Diken üstünde 2 hafta
Öyle anlaşılıyor ki, Amerikan tarihinin en kritik seçimlerinden birine sadece 15 gün kalmışken ve Donald Trump’ın artık bir zafere doğru yürüdüğü gerçeği rakibi Kamala Harris’in berbat performansıyla iyice netleşmişken dünya diken üstünde 2 hafta geçirecek. Orta Doğu’da olup bitecekler elbette ki, havada bir şeylere dönüşmeye hazır bir elektrik birikimi olduğunun gözlerden kaçmadığı ABD’den bağımsız değil. Amerikan Derin Devletinin seçim kampanyasının son dönemecinde sonuca etki edebilecek yeni “sürprizler” hazırlayıp hazırlamadığını ya da finansal piyasaları bir anda allak bullak edebilecek bir kasırganın içinden geçip geçmeyeceğimizi, İsrail’in durumdan ne vazifeler çıkarmaya hazırlandığını ancak yaşayarak görebileceğiz.

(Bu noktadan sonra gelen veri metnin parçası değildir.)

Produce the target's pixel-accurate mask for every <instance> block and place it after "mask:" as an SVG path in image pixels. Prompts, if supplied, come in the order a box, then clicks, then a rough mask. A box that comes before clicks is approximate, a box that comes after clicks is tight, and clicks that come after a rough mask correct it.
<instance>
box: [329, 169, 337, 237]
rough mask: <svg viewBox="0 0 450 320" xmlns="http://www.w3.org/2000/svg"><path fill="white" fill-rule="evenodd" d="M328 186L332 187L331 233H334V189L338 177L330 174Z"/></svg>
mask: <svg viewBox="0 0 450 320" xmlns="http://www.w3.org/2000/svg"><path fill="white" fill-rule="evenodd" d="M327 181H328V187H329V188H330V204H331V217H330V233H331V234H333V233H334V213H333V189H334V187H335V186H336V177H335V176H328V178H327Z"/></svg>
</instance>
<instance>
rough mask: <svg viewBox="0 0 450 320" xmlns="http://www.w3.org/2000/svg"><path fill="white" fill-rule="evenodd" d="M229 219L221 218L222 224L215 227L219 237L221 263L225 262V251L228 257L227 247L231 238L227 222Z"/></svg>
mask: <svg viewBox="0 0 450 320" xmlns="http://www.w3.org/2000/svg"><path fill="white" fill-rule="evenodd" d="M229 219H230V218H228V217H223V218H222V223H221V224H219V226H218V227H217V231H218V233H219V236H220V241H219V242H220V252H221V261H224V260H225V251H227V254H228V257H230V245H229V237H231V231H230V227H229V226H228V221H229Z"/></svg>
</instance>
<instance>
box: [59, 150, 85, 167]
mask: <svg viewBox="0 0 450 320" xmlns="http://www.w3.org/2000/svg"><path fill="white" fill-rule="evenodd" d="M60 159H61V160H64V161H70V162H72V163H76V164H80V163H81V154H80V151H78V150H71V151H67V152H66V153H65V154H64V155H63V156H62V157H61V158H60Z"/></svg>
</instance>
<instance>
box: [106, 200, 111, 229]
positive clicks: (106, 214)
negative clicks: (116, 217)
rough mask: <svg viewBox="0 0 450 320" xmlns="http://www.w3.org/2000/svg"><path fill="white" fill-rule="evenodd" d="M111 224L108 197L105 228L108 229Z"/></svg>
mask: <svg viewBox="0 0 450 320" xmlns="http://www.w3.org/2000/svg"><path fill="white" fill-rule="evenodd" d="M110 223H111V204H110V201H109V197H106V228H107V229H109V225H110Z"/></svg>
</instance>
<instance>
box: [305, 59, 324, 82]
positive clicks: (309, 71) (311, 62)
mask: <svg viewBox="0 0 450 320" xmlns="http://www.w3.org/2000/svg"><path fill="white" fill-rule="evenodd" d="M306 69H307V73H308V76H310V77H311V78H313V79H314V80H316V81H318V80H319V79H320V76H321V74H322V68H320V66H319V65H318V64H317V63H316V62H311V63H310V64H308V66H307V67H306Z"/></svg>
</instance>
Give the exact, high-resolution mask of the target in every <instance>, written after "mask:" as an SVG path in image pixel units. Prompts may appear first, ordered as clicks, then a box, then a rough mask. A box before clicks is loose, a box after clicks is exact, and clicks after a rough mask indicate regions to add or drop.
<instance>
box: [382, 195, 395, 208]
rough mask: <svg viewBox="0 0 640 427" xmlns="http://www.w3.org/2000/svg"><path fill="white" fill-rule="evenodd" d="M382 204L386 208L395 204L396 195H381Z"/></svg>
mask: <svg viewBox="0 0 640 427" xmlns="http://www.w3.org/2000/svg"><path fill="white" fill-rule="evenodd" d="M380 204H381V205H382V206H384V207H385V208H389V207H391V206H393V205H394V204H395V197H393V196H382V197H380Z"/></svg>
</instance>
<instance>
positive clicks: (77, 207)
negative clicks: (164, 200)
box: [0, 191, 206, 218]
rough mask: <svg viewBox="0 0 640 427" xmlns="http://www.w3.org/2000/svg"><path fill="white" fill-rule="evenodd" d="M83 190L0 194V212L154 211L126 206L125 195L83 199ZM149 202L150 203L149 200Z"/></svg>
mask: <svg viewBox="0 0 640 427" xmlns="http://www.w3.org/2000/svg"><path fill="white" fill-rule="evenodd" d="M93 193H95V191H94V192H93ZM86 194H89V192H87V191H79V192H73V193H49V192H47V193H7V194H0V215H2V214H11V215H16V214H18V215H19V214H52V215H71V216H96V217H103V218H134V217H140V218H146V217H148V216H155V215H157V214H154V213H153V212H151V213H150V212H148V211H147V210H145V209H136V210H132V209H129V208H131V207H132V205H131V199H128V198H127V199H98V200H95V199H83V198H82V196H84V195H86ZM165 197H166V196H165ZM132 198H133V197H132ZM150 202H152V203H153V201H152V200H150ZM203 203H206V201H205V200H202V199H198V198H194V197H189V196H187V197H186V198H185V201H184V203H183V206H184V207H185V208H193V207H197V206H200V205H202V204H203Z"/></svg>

Ancak şu ana kadar yaşadıklarımızla bile hüküm vermekte zorlanmadığımız bir süreçten geçtiğimizi söylemek mümkün. Tarihte bir ülkenin yüzde 80’inin yok edildiği, nüfusun yüzde 100’ünün yerinden edildiği ve ölümlerin yüzde 50’sinin çocuklardan oluştuğu başka bir savaş yaşandı mı, bilmiyorum. Ama bizim tanık olduğumuz ilk! Ve bunun soykırımdan daha doğru bir tanımı da yok, sanıyorum.
Filistinli deneyimli siyasetçi ve aktivist Hanan Aşravi, İsrail’in Kuzey Gazze’de yaptığı şeyin, insani terimlerle veya aklı başında bir hayal gücüyle kavranamaz veya anlaşılamaz olduğunu söylüyordu: “Esaret altındaki ve açlığa mahkûm edilmiş bir nüfusun yok edilmesi, spor olsun diye çaresiz ve yaralı çocukların vurulması ve bombalanması, bombalanan ve yerinden edilen topluluklara acı çektirilmesi ve korkunç toplu işkencenin keyfe dönüştürülmesi, insanlıkla hiçbir ilgisi olmayan sadist, sapkın, psikopat canavarların varlığına delalettir. Bunlar yardım edilip ödüllendirilmemeli, durdurulmalı ve cezalandırılmalıdır.”
Kimin durduracağı, cezalandıracağı halen meçhul. Bir insan olarak utancın ve beyhudeliğin bu kadar büyüğünü yaşadığımı hatırlamıyorum. Hani, “cehennem acı çektiğimiz yer değil acı çektiğimizi kimsenin bilmediği yerdir” diye bir söz vardır ya. Sanıyorum Gazzeliler için bu söz, “cehennem, Filistinlilerin acı çektiğini herkesin gördüğü ama kimsenin kılını kıpırdatmadığı bir yerdir” olarak tarih sayfalarındaki yerini alacak.